The award was launched by the New York-based Barbara J. Zitwer Agency in collaboration with the Charm Agency in Seoul to discover new voices in the Korean literary scene. After Jin's win a year ago, the book was published in August.
The inspiration for the novel came from a promise that Jin had made to her grandfather, Jin Se-beom, who was diagnosed with terminal cancer. She said her writing was to cherish their precious memories.
“I was really close to my grandfather. He lived in our neighborhood, and I used to visit him often. Our personalities were similar. He was the only one who understood me, even more so than my parents,” said Jin in a recent interview with The Korea Herald in Seoul.
She described him as a vivacious person who was a bit brusque, but warm. He had a penchant for fashion, owning an extensive collection of colorful fedoras. At the age of 60, he went to Beijing to study and returned with an acupuncture license. Jin's eyes sparkled as she recounted tales of her grandfather. He passed away in 2018, before she started work on her novel.
About six years ago, when he was diagnosed with cancer, his strength began to wane. Jin was spending time with him one day when he asked her to take a photo of him, with his eyes closed, from above.
“I took the photo and he said he was curious about how he would look after his death. At that moment, it struck me that I would lose him," she said. "I think my grandfather wanted to be remembered and not forgotten by his loved ones. I felt compelled to write a book in his memory."
The novel is set in a near-future dystopia in which the city introduces a memory management system designed to erase traumatic memories and preserve a utopian facade that controls each person’s memories.
The protagonist, Bom, who wants to protect the memory of her late grandfather, becomes entangled in the secret marketing of a pharmaceutical company that produces memory care drugs. She stumbles upon a shocking secret that the city has concealed for years. The narrative explores mental health issues and trauma, emphasizing the importance of remembering.
“Some memories validate our existence. Every moment becomes the past, and without memories, we lose our sense of where we come from and where we are headed.”
The book is also an ode to her hometown of Busan, with the port city as the backdrop for the story. Born and raised in Busan, Jin expressed deep affection for her hometown..
The novel features her grandfather's old house, Hillside Road, the Nakdong River and the river island Eulsukdo. Sun City, described as a burgeoning metropolis across the river, draws inspiration from Busan's Myungji-dong and Centum City.
Initially, she attempted to set her story in Seoul, but found herself unable to tell that story.
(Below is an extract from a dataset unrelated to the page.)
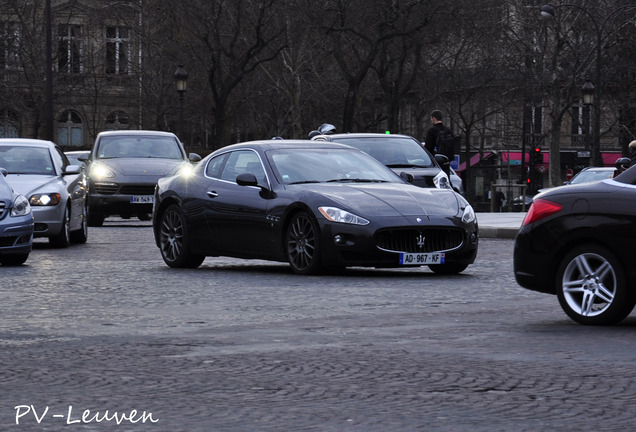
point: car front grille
(113, 188)
(137, 190)
(413, 240)
(106, 188)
“I realized that I needed to write what I know, instead of imitating. So I brought Busan and my daily life in this city as the backdrop.”
Jin said she extensively read and researched the city’s urban planning and local folk culture. While writing, she passed the civil service exam and gained employment at the urban planning department of Busan. She is currently on leave for health reasons.
“Busan boasts such a rich history. As the country’s major port city, it has been influenced by various cultures and a constant influx of ideas."
Jin is now working on another story under the working title of “Room Sharing,” which is part of her envisioned “City Trilogy” set in her fictional city inspired by Busan.
Meanwhile, the Barbara J. Zitwer Agency has organized a competition for the translation of "A Prescription for You From Memory Care." Entries will be accepted until Dec. 31, and the selected translator will be entrusted with the complete translation of the work. Penguin Random House will then review the translated version for the potential worldwide distribution of the English-language edition.